This-quarter earnings also took a 3 cent charge associated with the costs of implementing Project K, a “global four-year efficiency and effectiveness program” that Kellogg announced alongside the earnings report.

Here’s the business speak: ”This project will generate a significant amount of savings, a majority of which will be invested in key strategic areas of focus for the business. The company expects that this investment will drive future growth in revenues, gross margin, operating profit, and cash flow. The focus of the program will be to strengthen existing businesses in core markets, increase growth in developing and emerging markets, and drive an increased level of value-added innovation.”

Specifically, the program will be looking at supply chain infrastructure, reorganization and consolidation of global business services, and a new focus on a category-based model. The program is expected to cost between $1.2 billion and $1.4 billion and will result in a 7 percent reduction of Kellogg’s workforce.

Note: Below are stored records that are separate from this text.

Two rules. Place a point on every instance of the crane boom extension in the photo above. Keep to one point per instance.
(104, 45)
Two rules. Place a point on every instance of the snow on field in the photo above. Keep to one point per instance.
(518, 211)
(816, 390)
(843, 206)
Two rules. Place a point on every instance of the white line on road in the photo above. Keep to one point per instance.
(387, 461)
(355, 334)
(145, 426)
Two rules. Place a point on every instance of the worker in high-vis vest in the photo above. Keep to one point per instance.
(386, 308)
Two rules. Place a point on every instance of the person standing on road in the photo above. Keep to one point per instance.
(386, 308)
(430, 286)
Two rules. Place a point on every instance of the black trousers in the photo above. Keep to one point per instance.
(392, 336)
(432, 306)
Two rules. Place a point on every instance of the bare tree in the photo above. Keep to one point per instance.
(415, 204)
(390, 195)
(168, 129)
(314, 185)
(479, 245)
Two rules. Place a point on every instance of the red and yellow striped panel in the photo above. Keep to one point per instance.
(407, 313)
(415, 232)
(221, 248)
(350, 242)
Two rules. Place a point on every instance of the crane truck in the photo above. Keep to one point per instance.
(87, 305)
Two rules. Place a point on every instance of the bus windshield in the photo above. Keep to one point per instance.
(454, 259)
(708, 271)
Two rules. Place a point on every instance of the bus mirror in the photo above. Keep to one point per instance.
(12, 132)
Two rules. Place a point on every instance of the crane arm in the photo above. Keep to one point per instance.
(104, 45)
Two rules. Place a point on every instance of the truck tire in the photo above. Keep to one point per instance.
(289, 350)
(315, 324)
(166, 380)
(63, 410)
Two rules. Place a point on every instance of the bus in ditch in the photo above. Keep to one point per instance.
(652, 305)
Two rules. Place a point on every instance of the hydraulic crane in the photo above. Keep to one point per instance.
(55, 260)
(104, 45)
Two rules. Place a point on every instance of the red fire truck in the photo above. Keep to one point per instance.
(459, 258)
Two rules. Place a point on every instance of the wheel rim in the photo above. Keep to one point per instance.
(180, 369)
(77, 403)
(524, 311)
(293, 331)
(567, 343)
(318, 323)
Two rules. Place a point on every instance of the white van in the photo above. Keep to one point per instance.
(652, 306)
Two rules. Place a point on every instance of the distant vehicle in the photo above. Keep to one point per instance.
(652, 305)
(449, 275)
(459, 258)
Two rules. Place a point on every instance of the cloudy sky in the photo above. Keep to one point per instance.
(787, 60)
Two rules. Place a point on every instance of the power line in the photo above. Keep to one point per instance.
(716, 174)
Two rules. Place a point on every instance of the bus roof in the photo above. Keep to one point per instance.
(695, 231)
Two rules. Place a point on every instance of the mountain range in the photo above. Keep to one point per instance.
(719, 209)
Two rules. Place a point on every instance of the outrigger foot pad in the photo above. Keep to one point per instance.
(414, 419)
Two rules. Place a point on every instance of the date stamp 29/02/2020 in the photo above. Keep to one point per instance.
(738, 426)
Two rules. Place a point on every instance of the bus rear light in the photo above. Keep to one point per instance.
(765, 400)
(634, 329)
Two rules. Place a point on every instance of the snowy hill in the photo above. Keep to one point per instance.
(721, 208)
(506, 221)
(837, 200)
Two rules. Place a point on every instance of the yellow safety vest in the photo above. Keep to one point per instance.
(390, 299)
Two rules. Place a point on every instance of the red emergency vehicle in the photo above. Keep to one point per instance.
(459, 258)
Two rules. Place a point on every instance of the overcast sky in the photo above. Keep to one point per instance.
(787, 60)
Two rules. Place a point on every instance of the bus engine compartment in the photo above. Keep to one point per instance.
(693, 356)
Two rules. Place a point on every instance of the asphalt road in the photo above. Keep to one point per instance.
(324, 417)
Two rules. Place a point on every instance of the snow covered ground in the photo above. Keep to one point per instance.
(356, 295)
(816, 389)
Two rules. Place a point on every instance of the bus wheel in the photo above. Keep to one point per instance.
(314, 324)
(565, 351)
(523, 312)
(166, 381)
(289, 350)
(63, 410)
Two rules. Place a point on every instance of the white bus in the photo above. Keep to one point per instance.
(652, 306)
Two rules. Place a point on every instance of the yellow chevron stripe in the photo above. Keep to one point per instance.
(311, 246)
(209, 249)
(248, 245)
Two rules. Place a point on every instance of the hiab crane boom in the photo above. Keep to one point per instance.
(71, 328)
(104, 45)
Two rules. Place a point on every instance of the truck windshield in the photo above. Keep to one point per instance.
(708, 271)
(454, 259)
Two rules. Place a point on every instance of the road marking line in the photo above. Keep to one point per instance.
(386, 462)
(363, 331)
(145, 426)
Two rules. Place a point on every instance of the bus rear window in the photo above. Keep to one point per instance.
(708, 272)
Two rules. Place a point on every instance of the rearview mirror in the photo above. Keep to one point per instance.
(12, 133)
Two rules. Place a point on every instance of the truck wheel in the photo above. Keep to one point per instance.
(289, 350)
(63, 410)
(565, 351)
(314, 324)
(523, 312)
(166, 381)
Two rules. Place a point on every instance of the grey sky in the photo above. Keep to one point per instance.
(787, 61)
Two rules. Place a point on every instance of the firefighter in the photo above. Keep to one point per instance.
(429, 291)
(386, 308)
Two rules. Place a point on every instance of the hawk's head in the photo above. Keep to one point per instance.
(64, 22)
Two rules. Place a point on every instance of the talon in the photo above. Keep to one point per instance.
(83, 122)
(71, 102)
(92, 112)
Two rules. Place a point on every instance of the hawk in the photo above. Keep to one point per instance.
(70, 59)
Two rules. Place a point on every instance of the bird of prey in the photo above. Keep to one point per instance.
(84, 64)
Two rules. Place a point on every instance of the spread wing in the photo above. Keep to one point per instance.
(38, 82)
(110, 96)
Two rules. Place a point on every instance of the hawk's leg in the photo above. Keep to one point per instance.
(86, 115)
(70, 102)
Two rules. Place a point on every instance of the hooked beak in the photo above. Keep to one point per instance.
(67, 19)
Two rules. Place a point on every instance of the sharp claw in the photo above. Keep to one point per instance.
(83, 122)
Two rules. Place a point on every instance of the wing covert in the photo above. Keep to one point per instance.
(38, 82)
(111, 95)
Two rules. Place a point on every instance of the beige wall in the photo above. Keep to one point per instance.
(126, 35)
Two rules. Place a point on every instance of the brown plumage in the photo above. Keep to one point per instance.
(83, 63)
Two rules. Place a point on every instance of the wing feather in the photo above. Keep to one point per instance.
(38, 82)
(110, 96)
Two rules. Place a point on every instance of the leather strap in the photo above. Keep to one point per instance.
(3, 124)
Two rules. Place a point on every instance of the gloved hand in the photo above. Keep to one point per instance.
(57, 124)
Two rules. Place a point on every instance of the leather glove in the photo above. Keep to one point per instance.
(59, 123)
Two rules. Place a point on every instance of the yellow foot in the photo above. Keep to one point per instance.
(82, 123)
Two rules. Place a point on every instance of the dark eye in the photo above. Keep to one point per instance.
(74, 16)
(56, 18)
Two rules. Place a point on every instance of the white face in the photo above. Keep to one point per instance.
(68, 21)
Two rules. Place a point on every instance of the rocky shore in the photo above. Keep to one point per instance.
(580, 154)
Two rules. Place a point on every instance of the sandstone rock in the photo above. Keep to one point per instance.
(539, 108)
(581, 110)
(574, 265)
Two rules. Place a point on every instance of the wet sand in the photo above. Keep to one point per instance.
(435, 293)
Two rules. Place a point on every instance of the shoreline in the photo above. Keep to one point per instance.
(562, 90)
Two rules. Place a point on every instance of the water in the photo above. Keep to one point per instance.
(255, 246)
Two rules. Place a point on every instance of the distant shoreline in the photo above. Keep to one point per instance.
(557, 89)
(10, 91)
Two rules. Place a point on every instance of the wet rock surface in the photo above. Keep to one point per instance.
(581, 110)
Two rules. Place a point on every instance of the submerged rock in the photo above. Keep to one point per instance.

Kellogg has had a fairly turbulent few months on the stock chart. Shares are up about 9.5 percent this year to date but are down 4.4 percent over the past three months. Meanwhile, shares of General Mills (NYSE:GIS), a competitor, have climbed 21.8 percent this year to date, although shares are also down over the past three-month period. At a glance, General Mills is also cheaper than Kellogg at a trailing price-to-earnings of 18.97 compared to 24.73. However, the discrepancy can largely be justified because of Kellogg’s more favorable growth outlook relative to General Mills.